Hello, any tips/best practices on how to implement a hierarchical VAE with conditioning structure similar to this paper?
I’m confused about how to best implement the typical pyro model/guide setup since the prior/posterior is coupled at each level of the hierarchy, and the same top-down dependency structure is used in the inference and generative model, i.e. prior/posterior generate latent variables in the same order.
I think this means I can’t get away with just having a for loop over each stochastic layer in the guide for the inference model, and another one in the model for the generative model but maybe I’m mistaken.
something like this is tricky to do (especially efficiently) using vanilla pyro given the default computational flow which is: i) run guide; ii) run model
you’d probably need to follow the kind of approach taken here
Thank you for taking the time to respond! As far as it can tell your code corresponds to a vanilla hierarchical VAE conditioning structure, what I’m looking for is something more along these lines:
I see, so you want to save some computations here. Another way to think of using prior information in the guide is to do all computations in the guide, including the computations for priors, then reuse them in the model. For example,
def model():
x = pyro.sample("x", dist.Normal(0, 1).mask(False))
...
def guide():
x = ... # any complicated computation
pyro.sample("x", dist.Delta(x))
In ladder VAE, x is loc/scale parameter of the prior of z. Then you can proceed with the template in my last comment. In some sense, Ladder VAE is a type of hierarchical VAE (with improper priors for loc, scale parameters and their posteriors follow Dirac distribution (i.e. follow some deterministic functions of upstream parameters))
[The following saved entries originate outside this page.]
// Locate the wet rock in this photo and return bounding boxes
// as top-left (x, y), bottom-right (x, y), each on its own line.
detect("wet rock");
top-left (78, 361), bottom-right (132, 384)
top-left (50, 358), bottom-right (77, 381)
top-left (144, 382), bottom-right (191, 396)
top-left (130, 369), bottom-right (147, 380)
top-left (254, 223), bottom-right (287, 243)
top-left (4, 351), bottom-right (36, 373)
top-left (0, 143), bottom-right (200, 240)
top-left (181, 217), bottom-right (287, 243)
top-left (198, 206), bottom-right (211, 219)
Apologies if I’ve misunderstood you, I’m still getting to grips with Pyro: So you can perform the prior related computations in the guide and save them to later be retrieved in the model? If that’s the case, wouldn’t I run into excessive memory consumption issues if I have more than a few layers? Also, am I right in saying your approach would be equivalent to saving the loc/scale parameters of the prior like:
def model():
for i in enumerate(layers):
loc, scale = self.pz[i]
...
def guide():
self.pz = {}
for i in enumerate(layers):
p_loc, p_scale = ... # complicated computation
self.pz[i] = (p_loc, p_scale)
In which case I would be restricted memory wise again. Let me know if you think there’s a more efficient way of doing this in Pyro without changing the “ladder” VAE conditioning structure, or if I’ve misunderstood you altogether, maybe a different code snippet would help .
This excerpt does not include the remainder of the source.